As a general rule, the big companies with the names that everybody recognizes focus on other lines of insurance, such as administering employer plans or offering private Medicare Advantage plans, in which the market dynamics are very different. The people who buy those plans care a lot more about having big networks and aren’t as sensitive on prices.

Those companies have tended to struggle more trying to sell individual coverage ― in particular, they have struggled to attract enough young and healthy people, whose premiums insurers require to offset the cost of paying bills for people with serious medical problems. Critics of the law say the skewed risk pool represents a structural problem with the law, because the coverage insurers are selling just isn’t very attractive to consumers unless it comes with huge subsidies that discount it deeply for the near-poor.

This year the CEO of one of those big national companies, Aetna’s Mark Bertolini, declared that the program was actually in a “death spiral” ― the line that President Donald Trump, House Speaker Paul Ryan (R-Wis.) and other GOP leaders have cited over and over again as a rationale for repealing the law as quickly as possible.

But analysts at the CBO and the Brookings Institution, among others, have disputed that verdict, arguing that insurers simply under-priced premiums for the first two years and are finally catching up.
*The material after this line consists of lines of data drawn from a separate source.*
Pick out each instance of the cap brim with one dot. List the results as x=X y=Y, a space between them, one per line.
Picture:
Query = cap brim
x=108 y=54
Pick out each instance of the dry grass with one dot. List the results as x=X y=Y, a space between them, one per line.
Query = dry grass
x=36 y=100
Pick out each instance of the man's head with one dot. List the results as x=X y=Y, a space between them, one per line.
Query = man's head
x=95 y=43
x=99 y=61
And just like Molina Healthcare has its own self-interest, Aetna does too. Specifically, it has been fighting to win federal approval for a controversial merger with Humana. Documents that surfaced in recent litigation over that merger led a federal judge to conclude the company has been trying to “leverage its participation in the exchanges for favorable treatment” from federal regulators.
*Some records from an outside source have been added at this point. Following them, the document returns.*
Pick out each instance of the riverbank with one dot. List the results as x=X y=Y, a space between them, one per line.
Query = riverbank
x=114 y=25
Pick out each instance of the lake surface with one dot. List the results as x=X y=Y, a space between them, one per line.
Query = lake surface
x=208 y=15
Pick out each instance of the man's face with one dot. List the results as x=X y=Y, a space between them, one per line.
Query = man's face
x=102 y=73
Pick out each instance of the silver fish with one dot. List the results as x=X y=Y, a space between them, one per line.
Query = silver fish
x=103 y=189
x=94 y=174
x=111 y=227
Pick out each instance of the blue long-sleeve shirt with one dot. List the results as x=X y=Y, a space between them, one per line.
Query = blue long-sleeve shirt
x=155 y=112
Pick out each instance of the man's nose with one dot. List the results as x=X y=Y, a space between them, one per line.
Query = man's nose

Aetna has denied this. Molina is not convinced. “There’s a lot of politics going on between Aetna and the administration, so you have to take that with a grain of salt,” Molina said.

As for the state of the Affordable Care Act overall, Molina acknowledges some problems with the private insurance markets. But he thinks they are largely isolated to states such as Arizona and Tennessee ― and amenable to minor fixes rather than an overhaul. “You can think of it almost like a patchwork quilt,” Molina said, noting that states like California and Michigan have stable marketplaces. “In some states it’s working well and in other states it’s not.”

Molina Healthcare itself posted a small loss in the last quarter of 2016, after posting small profits during the law’s first two years. But the CEO said that was only because it was required to pay into a “risk adjustment” scheme, designed to protect insurers from losses, under a flawed formula. The company had been complaining about this for years and the regulation has since been fixed, Molina said.

“We added about half a million members this year,” Molina said. “Some plans grew a lot, and some plans probably got smaller, and they probably got smaller deliberately because they raised their premiums intentionally. So I don’t think it’s imploding right now.”

Molina was careful to say that the current political environment has introduced a new element of uncertainty ― in part because, quite apart from the question of repeal, there’s the question of whether the federal government will continue to pay for special subsidies that low-income consumers get to defray out-of-pocket costs. Those subsidies are in limbo, thanks to a court ruling last year, and neither the administration nor Congress have indicated clearly whether they will act to make sure the money continues to flow.

The lack of clarity, Molina said, means that even his company, which has been among the Affordable Care Act’s most enthusiastic proponents, is not sure what it will do in 2018 ― or beyond.

Molina warned that if the GOP bill or something like it passes, and many millions of Americans end up losing coverage, the effects will eventually spread. He said the loss of payments would eventually hit the hospital sector, forcing closures particularly in rural areas, while eroding the quality of coverage available to everybody.

“You can’t say this is not my problem ― I have insurance, this is not my problem,” Molina said. “This is your problem. You just don’t know it yet.”